Queensland is blessed with natural beauty and this is recognised with five of the 16 World Heritage Listed sites in Australia on our turf. World heritage listed areas are noted for very special cultural and natural values of extraordinary proportions.
The Great Barrier Reef was the first Queensland site to be recognised for its representation of major stages of the earth’s evolutionary history and as the largest coral reef system on the planet.
Gondwana Rainforests of Australia straddles Queensland’s southern border and encompasses Lamington, Springbrook, Mt Barney and the Main Range National Parks. This area is the most extensive remaining area of sub-tropical rainforest and is home to nearly all of the world's Antarctic beech rainforest.

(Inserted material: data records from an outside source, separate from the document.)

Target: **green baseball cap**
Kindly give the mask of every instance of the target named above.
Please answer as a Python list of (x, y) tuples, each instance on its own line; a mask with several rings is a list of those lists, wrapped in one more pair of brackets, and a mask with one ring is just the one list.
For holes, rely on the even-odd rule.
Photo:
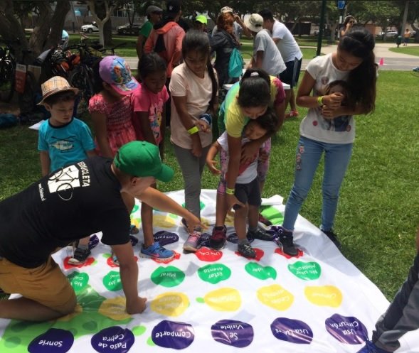
[(208, 23), (208, 20), (206, 19), (206, 17), (203, 15), (198, 15), (195, 18), (195, 21), (197, 21), (198, 22), (201, 22), (201, 23), (203, 23), (204, 25), (206, 25)]
[(159, 147), (145, 141), (133, 141), (122, 146), (114, 158), (115, 166), (132, 176), (154, 177), (170, 181), (174, 172), (161, 163)]

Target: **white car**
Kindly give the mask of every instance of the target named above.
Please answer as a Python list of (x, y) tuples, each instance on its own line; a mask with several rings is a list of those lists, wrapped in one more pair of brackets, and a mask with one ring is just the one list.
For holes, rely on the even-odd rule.
[(377, 38), (381, 38), (381, 39), (383, 39), (384, 34), (386, 35), (386, 39), (395, 38), (398, 36), (398, 32), (393, 29), (389, 29), (388, 31), (387, 31), (386, 33), (384, 33), (384, 32), (380, 32), (379, 33), (378, 33)]
[(92, 24), (83, 25), (80, 28), (82, 32), (87, 32), (91, 33), (92, 32), (99, 32), (99, 28)]

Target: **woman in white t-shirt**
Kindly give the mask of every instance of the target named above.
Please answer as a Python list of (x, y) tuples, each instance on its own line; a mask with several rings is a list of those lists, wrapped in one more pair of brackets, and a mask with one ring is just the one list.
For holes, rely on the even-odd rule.
[[(287, 202), (280, 234), (282, 250), (289, 255), (298, 254), (292, 242), (292, 231), (323, 153), (324, 173), (320, 229), (340, 247), (332, 227), (339, 189), (355, 139), (353, 116), (371, 113), (375, 107), (374, 45), (370, 32), (363, 27), (354, 28), (341, 38), (335, 53), (315, 58), (306, 68), (298, 89), (297, 104), (309, 108), (309, 111), (299, 126), (294, 185)], [(335, 80), (347, 82), (353, 104), (342, 103), (345, 97), (341, 92), (327, 94), (329, 84)], [(342, 116), (347, 116), (343, 120), (345, 126), (340, 126), (339, 129), (329, 129), (327, 126), (331, 124), (324, 124), (328, 119), (341, 119)]]
[(258, 13), (252, 13), (245, 23), (254, 37), (253, 57), (250, 67), (263, 69), (271, 76), (278, 77), (287, 66), (275, 42), (263, 29), (263, 18)]
[[(169, 88), (171, 96), (170, 140), (174, 148), (184, 181), (185, 207), (200, 218), (201, 175), (206, 153), (212, 143), (211, 116), (218, 109), (218, 85), (210, 62), (206, 33), (187, 32), (182, 41), (184, 63), (176, 66)], [(203, 119), (201, 119), (206, 113)], [(186, 225), (182, 219), (184, 225)], [(189, 234), (184, 249), (196, 251), (201, 229)]]

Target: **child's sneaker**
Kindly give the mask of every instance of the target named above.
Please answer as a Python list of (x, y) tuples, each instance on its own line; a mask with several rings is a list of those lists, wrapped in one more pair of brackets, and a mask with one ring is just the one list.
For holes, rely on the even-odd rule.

Fraser Island is the largest sand island in the world and is noted for its exceptional beauty, ever-evolving coastal sand dune formations and habitats, as well as 250km of sandy beaches.
A slightly prehistoric twist sees ancient Australian mammals perserved in limestone at the Riversleigh Fossil Mammal site in Outback Queensland on the list. Some fossil deposits date back 25 million years.
Extending from Cooktown to Townsville and including the Daintree Rainforest, the Wet Tropics Rainforest of Australia protects Australia’s largest remaining area of wet tropical rainforest with cultural significance for the Aboriginal people who have called this area home for thousands of years.